Поднялось страшное смятение, все похватали с полу свои чемоданы, у двери образовалась давка. Ондра стал спиной к двери, раскинув руки, — лицо его
— Никто отсюда не уйдет! Вы совсем ума лишились! Нельзя этого делать — никто сам не сумеет… Будем верить: она ничего не натворит!
Этот грошик надежды никого не успокоил — все кричали наперебой, требуя, чтобы их тотчас же выпустили; Раж был непреклонен. Уговаривал:
— Образумьтесь же наконец! Может быть, она и вправду всего лишь покончит с собой. Спокойно! Тише!
Инцидент завершился безнадежным плачем женщин. Чувствовалось, что долго они не выдержат, напряжение достигло предела. Бледная Эва уже стояла рядом с Брихом посреди хижины, судорожно сжимая его руку. Ирена сидела на краю койки, спрятав лицо в ладонях. Что будет дальше? — думал Брих.
— Во всем виновата ты! — плаксивым голосом обратился Калоус к жене. — Ты, ты, ты! Ты — мачеха! Ты истерзала ее, отравила ей жизнь!
— Подлая тварь! — бросила та ему в лицо. — Тебе ли меня упрекать! Ты сам всему причиной! Ты и твоя ненасытная жадность. Избаловал ее, а история с тем человеком… хочешь, скажу?
— Молчи! Замолчи сейчас же! Сама только и смотрела, как бы выскочить за богатого! На тебе и рубашки не было, когда я на тебе женился! — шипел разъяренный Калоус; он уже перестал владеть собой, но супруга не смирилась — расхохоталась ненавидящим смехом, фурией воздвиглась перед ним:
— Женился? Женился? Ты меня купил! И заплатил мне своими спекулянтскими деньгами, грязная скотина! Купил мое молчание, если бы я тогда заговорила, сидеть бы тебе за решеткой, коллаборационист несчастный! Я тебя насквозь видела! То-то ты вздохнул с облегчением, когда вышел декрет, вспомни только, — подбоченившись, торжествовала она в своей ненависти, высясь над Калоусом. — Вот и господин адвокат может сказать, вспомни, какие ты пенки снимал, — правда, господин Лазецкий?

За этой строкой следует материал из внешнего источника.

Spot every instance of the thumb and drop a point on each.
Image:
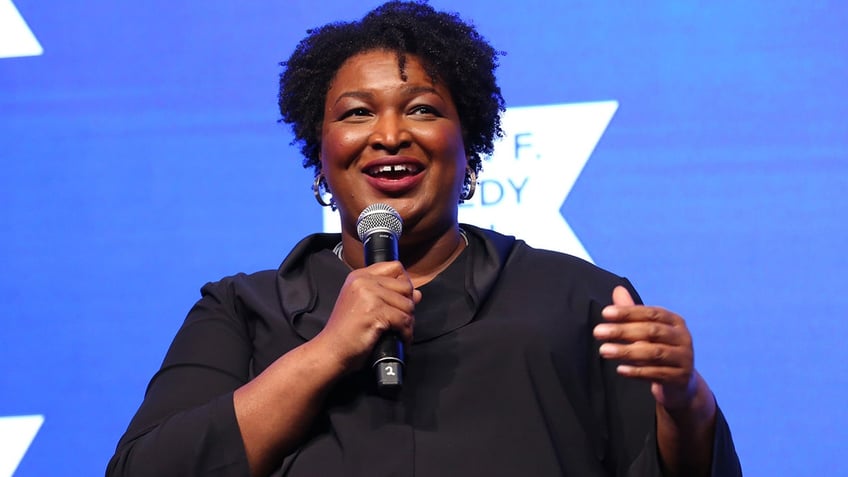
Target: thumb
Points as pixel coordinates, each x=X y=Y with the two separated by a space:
x=621 y=297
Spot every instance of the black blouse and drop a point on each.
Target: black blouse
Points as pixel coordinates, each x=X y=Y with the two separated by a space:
x=503 y=378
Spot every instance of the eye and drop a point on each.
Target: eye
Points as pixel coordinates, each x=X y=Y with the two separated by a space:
x=424 y=109
x=355 y=112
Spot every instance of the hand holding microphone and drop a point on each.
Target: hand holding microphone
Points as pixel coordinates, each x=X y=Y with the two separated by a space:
x=379 y=227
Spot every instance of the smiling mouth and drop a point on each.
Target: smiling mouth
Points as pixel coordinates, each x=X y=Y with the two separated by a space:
x=393 y=171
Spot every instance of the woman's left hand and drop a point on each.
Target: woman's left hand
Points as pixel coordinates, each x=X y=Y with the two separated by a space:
x=651 y=343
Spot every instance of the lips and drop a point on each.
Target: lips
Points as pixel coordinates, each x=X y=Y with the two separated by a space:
x=394 y=177
x=393 y=171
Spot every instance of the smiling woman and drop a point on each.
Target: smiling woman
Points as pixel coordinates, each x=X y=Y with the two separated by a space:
x=380 y=116
x=520 y=361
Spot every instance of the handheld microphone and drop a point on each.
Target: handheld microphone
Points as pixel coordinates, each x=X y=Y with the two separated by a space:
x=379 y=227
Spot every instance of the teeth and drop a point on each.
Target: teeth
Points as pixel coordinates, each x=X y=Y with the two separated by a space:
x=393 y=168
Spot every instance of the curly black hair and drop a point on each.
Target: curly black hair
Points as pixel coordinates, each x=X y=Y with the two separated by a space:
x=452 y=53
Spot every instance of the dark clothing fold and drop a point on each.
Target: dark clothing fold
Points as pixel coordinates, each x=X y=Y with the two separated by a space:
x=503 y=378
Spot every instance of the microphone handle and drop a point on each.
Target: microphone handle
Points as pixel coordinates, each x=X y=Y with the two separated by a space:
x=387 y=358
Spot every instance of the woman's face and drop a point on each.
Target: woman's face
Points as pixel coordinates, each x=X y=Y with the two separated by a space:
x=392 y=141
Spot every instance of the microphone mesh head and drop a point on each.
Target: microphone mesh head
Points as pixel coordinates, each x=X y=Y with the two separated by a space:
x=378 y=217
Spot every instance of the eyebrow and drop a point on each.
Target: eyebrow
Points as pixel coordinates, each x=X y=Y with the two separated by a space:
x=407 y=91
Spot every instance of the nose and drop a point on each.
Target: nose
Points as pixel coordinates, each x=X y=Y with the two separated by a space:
x=390 y=133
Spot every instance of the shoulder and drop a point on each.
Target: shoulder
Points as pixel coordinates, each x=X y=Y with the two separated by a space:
x=521 y=257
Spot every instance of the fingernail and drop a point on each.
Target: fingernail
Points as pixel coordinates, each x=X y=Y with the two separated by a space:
x=608 y=349
x=603 y=331
x=609 y=312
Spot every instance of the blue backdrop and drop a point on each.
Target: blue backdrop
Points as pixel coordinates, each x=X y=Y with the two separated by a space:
x=141 y=157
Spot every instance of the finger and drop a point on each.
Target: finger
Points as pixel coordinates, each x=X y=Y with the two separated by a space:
x=648 y=354
x=664 y=375
x=621 y=297
x=641 y=313
x=631 y=332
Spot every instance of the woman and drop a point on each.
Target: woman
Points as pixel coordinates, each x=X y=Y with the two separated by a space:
x=509 y=372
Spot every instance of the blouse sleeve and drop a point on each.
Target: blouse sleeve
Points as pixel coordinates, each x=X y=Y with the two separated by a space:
x=186 y=424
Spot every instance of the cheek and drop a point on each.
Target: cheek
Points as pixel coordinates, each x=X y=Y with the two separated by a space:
x=339 y=147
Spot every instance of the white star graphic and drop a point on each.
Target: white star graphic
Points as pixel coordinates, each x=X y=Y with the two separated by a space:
x=524 y=184
x=16 y=434
x=16 y=39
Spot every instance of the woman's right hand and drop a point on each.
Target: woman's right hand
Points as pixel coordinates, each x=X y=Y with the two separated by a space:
x=372 y=301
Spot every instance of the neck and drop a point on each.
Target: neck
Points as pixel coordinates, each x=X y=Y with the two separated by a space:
x=423 y=260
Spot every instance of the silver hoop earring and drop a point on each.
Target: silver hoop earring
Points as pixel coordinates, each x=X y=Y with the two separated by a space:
x=471 y=181
x=317 y=185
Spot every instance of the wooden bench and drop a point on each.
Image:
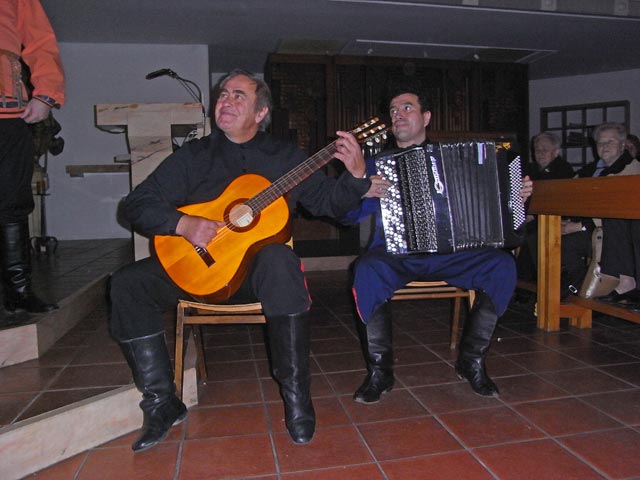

Лазецкий, совершенно сбитый с толку, сделал попытку остановить этот поток нечистот:
— Сударыня, вы слишком взволнованы!
— Лжете, вы такой же гнусный лавочник! Он и вас подкупил! Оба вы одинаковы, но стоит мне сказать лишь несколько слов, хотя бы о…
— Сударыня! — загремел Лазецкий, приближаясь к ней.
— Не трогайте меня, гнусный паршивец! Да, Гуго, ты купил меня, ты боялся, что я заговорю, потому и уломал меня выйти за тебя. Ты даже нес что-то такое о любви… Тихо, тихо, Гуго, а то задохнешься! Эх, ты… ха-ха-ха! Рия могла быть сегодня счастливой женщиной, как другие, если б не ты!
С ней справились объединенными усилиями. Лазецкий оттеснил ее своим мощным телом к самой койке, не переставая бомбардировать успокаивающими комплиментами; разом отрезвевший Калоус заглушил ее последние слова.
Тут зазвенело оконное стекло. Из темноты кто-то бросил камнем. Камень пробил окно и упал на стол. Ондра, не потерявший присутствия духа, задул лампу, и в хижине мгновенно воцарилась испуганная тишина. Что такое? Кто открыл ставни?
В темноте раздался приглушенный возглас, и еще один камень влетел в хижину. Смех. Это Рия! Нельзя было понять, что она говорит, только это походило на злобное заклинание. Кто-то впотьмах выбежал за дверь, и вскоре, когда в хижине закрыли ставни и зажгли лампу, Ондра, держа револьвер в руке, втолкнул упирающуюся девушку и захлопнул за собой дверь.